I just saw this thread....that baby boy looks so scared. I hope someone comes to get him right away!


----------



## Snowball Pie's Mommi (Oct 16, 2008)

Bibu said:


> Bump for this sweet little guy!!!


Cory ... I PM'd Edie last night. Unfortunately, AMA cannot pull anymore Malt's until they have fosters for ones that are in their care now.

However, Edie said to let her know when the out date is for this precious angel. She said there are rescues in that area that are interested helping the Senior fluffs. 

I was going to phone the shelter this evening ... But, I still have a hacking cough which is making it difficult for me to talk on the phone.

Can you or someone else here help with checking on the out date?? Please??
Thank you if we can help save this precious angel.


----------



## suzimalteselover (Mar 27, 2006)

Whomever has a moment to check on him:

626-962-3577 
his impound number: A4325205 

I would call now, but, they are not open. Just noted the above info for easy reference to check on him. 
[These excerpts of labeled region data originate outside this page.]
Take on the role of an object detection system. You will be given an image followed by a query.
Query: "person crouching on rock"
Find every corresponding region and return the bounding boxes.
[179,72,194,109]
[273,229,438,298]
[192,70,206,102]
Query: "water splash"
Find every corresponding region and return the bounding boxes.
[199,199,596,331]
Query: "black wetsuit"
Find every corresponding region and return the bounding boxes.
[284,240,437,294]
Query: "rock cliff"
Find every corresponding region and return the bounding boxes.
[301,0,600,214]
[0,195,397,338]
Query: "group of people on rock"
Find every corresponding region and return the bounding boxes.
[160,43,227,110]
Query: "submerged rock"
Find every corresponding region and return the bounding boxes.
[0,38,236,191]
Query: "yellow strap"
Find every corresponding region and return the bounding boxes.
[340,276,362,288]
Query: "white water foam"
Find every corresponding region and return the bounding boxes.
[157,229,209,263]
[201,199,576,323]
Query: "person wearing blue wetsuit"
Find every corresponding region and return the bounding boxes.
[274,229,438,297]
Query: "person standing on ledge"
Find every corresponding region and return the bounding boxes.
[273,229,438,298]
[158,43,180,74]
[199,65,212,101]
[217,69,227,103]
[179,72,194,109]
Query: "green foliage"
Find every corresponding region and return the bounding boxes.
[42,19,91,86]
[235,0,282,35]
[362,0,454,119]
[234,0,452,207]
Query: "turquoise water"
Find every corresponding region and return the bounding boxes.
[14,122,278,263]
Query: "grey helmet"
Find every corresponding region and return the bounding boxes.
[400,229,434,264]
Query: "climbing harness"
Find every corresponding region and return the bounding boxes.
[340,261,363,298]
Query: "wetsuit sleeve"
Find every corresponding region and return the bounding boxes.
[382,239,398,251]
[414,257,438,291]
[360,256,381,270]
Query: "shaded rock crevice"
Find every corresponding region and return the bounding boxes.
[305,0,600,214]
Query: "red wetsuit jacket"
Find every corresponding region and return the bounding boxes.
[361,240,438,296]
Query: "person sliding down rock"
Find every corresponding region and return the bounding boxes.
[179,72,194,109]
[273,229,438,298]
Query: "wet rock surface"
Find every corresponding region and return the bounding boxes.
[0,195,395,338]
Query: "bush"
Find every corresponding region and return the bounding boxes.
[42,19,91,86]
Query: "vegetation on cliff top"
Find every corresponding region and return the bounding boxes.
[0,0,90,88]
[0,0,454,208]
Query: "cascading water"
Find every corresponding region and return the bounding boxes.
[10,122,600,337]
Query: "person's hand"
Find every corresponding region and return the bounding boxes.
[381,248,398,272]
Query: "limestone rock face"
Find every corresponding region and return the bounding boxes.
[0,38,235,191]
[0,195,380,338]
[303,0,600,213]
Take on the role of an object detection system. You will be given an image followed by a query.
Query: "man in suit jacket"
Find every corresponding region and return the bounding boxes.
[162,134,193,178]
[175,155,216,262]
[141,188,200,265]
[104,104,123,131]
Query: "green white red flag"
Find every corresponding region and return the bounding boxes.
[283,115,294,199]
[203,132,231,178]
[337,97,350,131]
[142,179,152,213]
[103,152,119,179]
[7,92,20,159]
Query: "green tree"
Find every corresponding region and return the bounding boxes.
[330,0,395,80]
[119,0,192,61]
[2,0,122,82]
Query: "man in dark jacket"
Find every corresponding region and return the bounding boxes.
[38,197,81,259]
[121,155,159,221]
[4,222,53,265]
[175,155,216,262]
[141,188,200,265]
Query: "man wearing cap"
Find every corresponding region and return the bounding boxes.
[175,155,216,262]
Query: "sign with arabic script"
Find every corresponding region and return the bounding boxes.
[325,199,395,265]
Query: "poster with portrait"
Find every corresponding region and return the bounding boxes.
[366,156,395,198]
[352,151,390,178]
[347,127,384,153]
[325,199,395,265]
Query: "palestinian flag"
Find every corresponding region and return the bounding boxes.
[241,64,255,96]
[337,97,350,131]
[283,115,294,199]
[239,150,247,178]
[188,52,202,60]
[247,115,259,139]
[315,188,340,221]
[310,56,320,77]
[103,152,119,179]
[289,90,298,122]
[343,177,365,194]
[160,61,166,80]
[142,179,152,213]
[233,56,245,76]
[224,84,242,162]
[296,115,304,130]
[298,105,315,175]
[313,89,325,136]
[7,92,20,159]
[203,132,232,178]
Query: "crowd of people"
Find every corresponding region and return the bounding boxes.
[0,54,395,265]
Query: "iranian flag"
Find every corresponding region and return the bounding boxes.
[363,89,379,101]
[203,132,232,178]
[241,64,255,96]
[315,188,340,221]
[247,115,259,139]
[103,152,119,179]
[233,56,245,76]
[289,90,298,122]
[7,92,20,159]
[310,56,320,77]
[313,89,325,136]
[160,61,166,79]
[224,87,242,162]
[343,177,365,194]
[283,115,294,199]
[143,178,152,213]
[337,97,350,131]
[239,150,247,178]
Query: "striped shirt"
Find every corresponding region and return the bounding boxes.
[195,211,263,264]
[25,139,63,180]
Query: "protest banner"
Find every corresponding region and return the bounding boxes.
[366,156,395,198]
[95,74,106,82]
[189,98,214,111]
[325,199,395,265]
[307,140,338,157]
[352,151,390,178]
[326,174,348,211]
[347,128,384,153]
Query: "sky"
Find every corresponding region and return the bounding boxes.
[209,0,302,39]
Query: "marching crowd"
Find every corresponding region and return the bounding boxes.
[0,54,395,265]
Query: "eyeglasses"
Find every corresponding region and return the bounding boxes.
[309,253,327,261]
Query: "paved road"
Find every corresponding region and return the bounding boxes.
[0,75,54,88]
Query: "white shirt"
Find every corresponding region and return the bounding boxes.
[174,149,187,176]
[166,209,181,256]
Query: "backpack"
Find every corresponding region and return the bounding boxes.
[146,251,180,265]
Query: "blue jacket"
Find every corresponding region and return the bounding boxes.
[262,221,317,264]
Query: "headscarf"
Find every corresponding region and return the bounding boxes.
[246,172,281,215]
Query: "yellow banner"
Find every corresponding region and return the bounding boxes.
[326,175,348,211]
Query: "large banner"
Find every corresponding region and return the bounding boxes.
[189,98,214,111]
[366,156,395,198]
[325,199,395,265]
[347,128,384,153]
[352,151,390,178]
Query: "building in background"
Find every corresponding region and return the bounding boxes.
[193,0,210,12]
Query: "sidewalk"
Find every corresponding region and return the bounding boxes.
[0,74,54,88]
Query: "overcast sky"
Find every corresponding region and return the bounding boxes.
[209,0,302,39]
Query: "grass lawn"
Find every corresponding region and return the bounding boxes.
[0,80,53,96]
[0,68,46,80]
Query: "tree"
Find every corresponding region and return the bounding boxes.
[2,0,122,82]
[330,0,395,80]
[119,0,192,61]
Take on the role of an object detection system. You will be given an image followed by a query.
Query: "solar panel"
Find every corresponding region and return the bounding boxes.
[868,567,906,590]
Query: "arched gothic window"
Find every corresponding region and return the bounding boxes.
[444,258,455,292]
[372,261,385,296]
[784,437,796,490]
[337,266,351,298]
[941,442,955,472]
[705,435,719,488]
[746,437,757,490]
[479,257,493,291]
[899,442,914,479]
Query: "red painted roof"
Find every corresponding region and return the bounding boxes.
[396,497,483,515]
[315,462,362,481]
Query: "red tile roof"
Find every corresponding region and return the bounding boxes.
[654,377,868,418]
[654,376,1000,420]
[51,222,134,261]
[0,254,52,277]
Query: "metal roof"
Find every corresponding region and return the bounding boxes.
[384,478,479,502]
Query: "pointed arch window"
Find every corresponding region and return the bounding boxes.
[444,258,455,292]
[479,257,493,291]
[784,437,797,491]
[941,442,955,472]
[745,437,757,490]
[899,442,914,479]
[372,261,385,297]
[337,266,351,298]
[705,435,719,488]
I didn't realize there are commercial breeding facilites in CA. :angry: I thought I lived in puppy mill capital, the midwest.


----------



## Snowball Pie's Mommi (Oct 16, 2008)

suzimalteselover said:


> Whomever has a moment to check on him:
> 
> 626-962-3577
> his impound number: A4325205
> ...


Please keep on checking for the out.


----------



## Snowball Pie's Mommi (Oct 16, 2008)

Snowball Pie's Mommi said:


> Cory ... I PM'd Edie last night. Unfortunately, AMA cannot pull anymore Malt's until they have fosters for ones that are in their care now.
> 
> However, Edie said to let her know when the out date is for this precious angel. She said there are rescues in that area that are interested helping the Senior fluffs.
> 
> ...


Bump


----------



## bailey02 (May 1, 2009)

*Marie,*
* I just called and she told me there was no due out date and that he was ready for adoption. I am not sure how there system works can the info that was given to me be correct?*


----------



## Snowball Pie's Mommi (Oct 16, 2008)

bailey02 said:


> *Marie,*
> * I just called and she told me there was no due out date and that he was ready for adoption. I am not sure how there system works can the info that was given to me be correct?*


:tender:Oh, thank you so much, Becky, for calling!:tender: 

I was going to try and call, but, I am coughing again a lot and can't talk on the phone. So, I really appreciate you were able to call.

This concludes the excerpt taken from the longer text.